Saturday, December 6, 2014

A very general API for relational joins

Maps and tuples are useful data types for modeling relational operations. For example, suppose we have the following table, indexed by the Id column:

| Id | First Name | Last Name |
|----|------------|-----------|
|  0 | Gabriel    | Gonzalez  |
|  1 | Oscar      | Boykin    |
|  2 | Edgar      | Codd      |

We can model that as a Map where the key is the Id column and the value is a tuple of FirstName and LastName:

import Data.Map (Map) -- from the `containers` library
import qualified Data.Map as Map

type Id        = Int
type FirstName = String
type LastName  = String

names :: Map Id (FirstName, LastName)
names = Map.fromList
    [ (0, ("Gabriel", "Gonzalez"))
    , (1, ("Oscar"  , "Boykin"  ))
    , (2, ("Edgar"  , "Codd"    ))
    ]

Now suppose we have another table containing Twitter handles, also indexed by Id:

| Id | Twitter Handle |
|----|----------------|
| 0  |  GabrielG439   |
| 1  |  posco         |
| 3  |  avibryant     |

We can also encode that as a Map:

type TwitterHandle = String

handles :: Map Id TwitterHandle
handles = Map.fromList
    [ (0, "GabrielG439")
    , (1, "posco"      )
    , (3, "avibryant"  )
    ]

One of the nice properties of Maps is that you can join them together:

import Control.Applicative

-- I'm using `join2` to avoid confusion with `Control.Monad.join`
join2 :: Map k v1 -> Map k v2 -> Map k (v1, v2)
join2 = ... -- Implementation elided for now

What if we could generalize join2 to work on types other than Map. Perhaps we could use the Applicative interface to implement join2:

join2 :: Applicative f => f a -> f b -> f (a, b)
join2 = liftA2 (,)

However, the Map type cannot implement Applicative in its current form. The reason why is that there is no sensible definition for pure:

pure :: v -> Map k v
pure = ???

This would require a Map that was defined for every key, which we cannot encode. Or can we?

Tables

Well, who says we need to use the Map type from containers? What if I were to encode my Map this way:

import Prelude hiding (lookup)

-- | A map encoded as a lookup function
newtype Table k v = Table { lookup :: k -> Maybe v }

-- | Encode a traditional map as a lookup function
from :: Ord k => Map k v -> Table k v
from m = Table (\k -> Map.lookup k m)

This new type of Map only permits a single operation: lookup, but because we constrain our API to this single operation we can now implement the full Applicative interface:

instance Functor (Table k) where
    fmap f (Table g) = Table (\k -> fmap f (g k))
           -- Same as: Table (fmap (fmap f) g)

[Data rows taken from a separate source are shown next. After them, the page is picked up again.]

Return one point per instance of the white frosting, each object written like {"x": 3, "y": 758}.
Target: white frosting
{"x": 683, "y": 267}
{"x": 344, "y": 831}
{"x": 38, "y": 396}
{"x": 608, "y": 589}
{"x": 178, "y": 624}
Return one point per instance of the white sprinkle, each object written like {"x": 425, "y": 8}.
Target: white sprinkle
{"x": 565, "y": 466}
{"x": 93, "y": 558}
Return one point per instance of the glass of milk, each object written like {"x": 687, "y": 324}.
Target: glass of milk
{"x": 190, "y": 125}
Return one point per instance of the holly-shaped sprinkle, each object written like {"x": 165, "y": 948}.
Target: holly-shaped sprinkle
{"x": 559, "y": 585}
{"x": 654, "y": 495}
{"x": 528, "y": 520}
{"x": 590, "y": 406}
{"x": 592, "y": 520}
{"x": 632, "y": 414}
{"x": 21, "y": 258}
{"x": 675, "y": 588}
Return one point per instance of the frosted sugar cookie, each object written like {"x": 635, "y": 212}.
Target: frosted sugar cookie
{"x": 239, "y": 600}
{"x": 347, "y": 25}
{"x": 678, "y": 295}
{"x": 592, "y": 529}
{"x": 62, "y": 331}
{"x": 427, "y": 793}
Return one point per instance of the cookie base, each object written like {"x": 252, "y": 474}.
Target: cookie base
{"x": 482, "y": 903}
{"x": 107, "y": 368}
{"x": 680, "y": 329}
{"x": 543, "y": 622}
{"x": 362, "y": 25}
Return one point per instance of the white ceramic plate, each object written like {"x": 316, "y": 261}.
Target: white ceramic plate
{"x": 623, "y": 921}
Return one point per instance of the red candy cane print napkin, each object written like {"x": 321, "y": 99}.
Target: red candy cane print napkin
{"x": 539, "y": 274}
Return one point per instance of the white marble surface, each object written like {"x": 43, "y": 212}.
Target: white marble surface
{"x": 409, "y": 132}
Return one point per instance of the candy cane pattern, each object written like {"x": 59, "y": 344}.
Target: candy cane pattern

instance Applicative (Table k) where
    pure v            = Table (\k -> Just v)
            -- Same as: Table (pure (pure v))

    Table f <*> Table x = Table (\k -> f k <*> x k)
              -- Same as: Table (liftA2 (<*>) f x)

We can promote conventional Maps to this new Table type using the above from function:

names' :: Table Id (FirstName, LastName)
names' = from names

handles' :: Table Id TwitterHandle
handles' = from handles

... and now the more general Applicative join2 will work on these two tables:

>>> let table = join2 names' handles'
>>> :type table
table :: Table Id ((FirstName, LastName), TwitterHandle)
>>> lookup table 0
Just (("Gabriel","Gonzalez"),"GabrielG439")
>>> lookup table 1
Just (("Oscar","Boykin"),"posco")
>>> lookup table 2
Nothing

However, in its present form we can't dump the table's contents because we don't know which keys are present in the table. Let's fix that by adding an additional field to the Table type listing the keys. We will treat functions as being defined for all keys:

import Data.Set (Set)
import qualified Data.Set as Set 

data Keys k = All | Some (Set k)

instance Ord k => Num (Keys k) where
    fromInteger 0         = Some Set.empty
    fromInteger n | n > 0 = All

    All     + _       = All
    _       + All     = All
    Some s1 + Some s2 = Some (Set.union s1 s2)

    All     * ks      = ks
    ks      * All     = ks
    Some s1 * Some s2 = Some (Set.intersection s1 s2)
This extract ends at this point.